Max Van Dyke was born profoundly deaf. Today, however, the 12-year-old speaks perfectly, is mainstreamed in school and loves to play lacrosse and basketball.
When he was just over six months old, Max’s ears were both surgically implanted with a cochlear implant, an electronic device that allowed him to hear, learn to understand speech and speak clearly.
“After the shock of finding out our baby was completely deaf, we were thrilled to learn that Chicago had one of the top otolaryngology surgeons in the country who specializes in cochlear implantation,” Max’s mom, Kristen said.
Cochlear implants enable children to hear even high-pitched consonants, such as “s,” when traditional hearing aids cannot because of the degree of loss, said Dr. Young, who has performed more than 1,700 cochlear procedures since 1991. A child’s ability to hear all the sounds that make up spoken language when people are talking at normal conversational levels is essential for language development.
“It is critical for infants to hear clearly, so that they understand when others speak and therefore are more likely to develop age-appropriate spoken language,” Dr. Young said.
During cochlear implant surgery, electrodes are threaded into the inner ear while the body of the device is secured beneath the scalp behind the ear. Most children go home the same day of the surgery. Several weeks later, the child’s device is activated by a specially trained audiologist and the child is given external components to wear that include a microphone, speech processor, battery and transmitter to enable sound to be sent to the internal device. An audiologist provides different levels of electrical stimulation to each electrode using computer programming. Follow-up programming, hearing evaluation and individual therapy that focuses on building listening and spoken language skills are critical after implantation, Dr. Young said.

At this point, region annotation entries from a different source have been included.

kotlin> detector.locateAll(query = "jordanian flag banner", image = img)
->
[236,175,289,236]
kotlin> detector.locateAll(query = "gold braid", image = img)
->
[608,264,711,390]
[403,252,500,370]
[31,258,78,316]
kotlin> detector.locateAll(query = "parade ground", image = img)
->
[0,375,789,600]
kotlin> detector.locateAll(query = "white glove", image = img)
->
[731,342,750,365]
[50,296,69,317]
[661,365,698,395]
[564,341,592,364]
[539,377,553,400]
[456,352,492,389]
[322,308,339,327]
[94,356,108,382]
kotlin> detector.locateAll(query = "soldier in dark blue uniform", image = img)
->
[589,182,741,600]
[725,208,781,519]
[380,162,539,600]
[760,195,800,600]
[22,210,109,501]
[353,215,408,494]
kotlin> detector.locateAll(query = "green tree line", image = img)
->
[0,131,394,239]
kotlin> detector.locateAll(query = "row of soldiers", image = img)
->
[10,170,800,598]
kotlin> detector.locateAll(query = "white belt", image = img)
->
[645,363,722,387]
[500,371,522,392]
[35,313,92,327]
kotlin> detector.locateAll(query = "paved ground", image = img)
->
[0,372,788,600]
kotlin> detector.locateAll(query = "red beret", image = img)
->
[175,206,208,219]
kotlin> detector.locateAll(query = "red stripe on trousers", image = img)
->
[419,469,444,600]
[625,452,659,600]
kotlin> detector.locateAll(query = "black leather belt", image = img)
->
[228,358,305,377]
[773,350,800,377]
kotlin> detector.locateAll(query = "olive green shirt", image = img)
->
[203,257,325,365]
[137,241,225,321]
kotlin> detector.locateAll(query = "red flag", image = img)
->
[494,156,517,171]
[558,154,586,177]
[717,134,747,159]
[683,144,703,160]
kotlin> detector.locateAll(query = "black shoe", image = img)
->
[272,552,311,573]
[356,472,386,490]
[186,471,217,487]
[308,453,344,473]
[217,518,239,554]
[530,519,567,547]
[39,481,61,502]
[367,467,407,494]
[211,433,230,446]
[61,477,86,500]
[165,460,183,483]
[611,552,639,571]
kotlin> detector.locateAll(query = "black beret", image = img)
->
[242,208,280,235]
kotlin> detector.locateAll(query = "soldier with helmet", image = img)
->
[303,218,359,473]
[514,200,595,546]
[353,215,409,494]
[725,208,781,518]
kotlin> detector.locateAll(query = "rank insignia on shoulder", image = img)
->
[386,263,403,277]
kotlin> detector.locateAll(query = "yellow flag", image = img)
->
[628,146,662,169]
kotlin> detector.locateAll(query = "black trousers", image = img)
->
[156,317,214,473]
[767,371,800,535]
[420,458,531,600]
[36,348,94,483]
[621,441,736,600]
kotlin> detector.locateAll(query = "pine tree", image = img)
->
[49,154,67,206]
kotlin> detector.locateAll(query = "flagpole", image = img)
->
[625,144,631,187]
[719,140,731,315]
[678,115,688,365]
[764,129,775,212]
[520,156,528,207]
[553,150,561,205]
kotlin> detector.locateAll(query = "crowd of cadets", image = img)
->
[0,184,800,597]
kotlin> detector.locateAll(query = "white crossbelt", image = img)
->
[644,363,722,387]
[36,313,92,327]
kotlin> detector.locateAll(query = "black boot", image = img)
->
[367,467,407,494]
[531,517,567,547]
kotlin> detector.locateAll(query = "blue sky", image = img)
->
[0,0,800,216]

Dr. Young is the founder of the Lurie Children’s Cochlear Implant Program, one of the largest pediatric implant programs in the world. She is the Lillian S. Wells Professor of Otolaryngology at the Northwestern University Feinberg School of Medicine and a fellow at the Knowles Hearing Center of Northwestern University School of Communication.
Kristen said her family is grateful for this expertise and her son’s excellent outcome. She uses her personal experience with childhood deafness in her role as an executive director of the Chicago-based nonprofit Foundation for Hearing and Speech Rehabilitation, where she is a staunch advocate for cochlear implantation in infancy.
“Many children don’t receive cochlear implants until they are older, and by that time their speech is impacted,” she said.
Dr. Young agrees. She and Dr. Stephen Hoff, an attending surgeon on the implant team, recently evaluated outcomes of infants and young children implanted at Lurie Children’s in terms of both safety and effectiveness. This recently published study demonstrated significant advantages in development of listening and spoken language for children implanted before age 12 months. In addition, the surgery and anesthetic safety profile was the same for infants and older children in the study.
Kristen said she hopes the research means eventually more deaf children will find success like Max’s.
“Every child who is born deaf deserves the opportunity Max had to participate fully in all aspects of life,” Kristen said.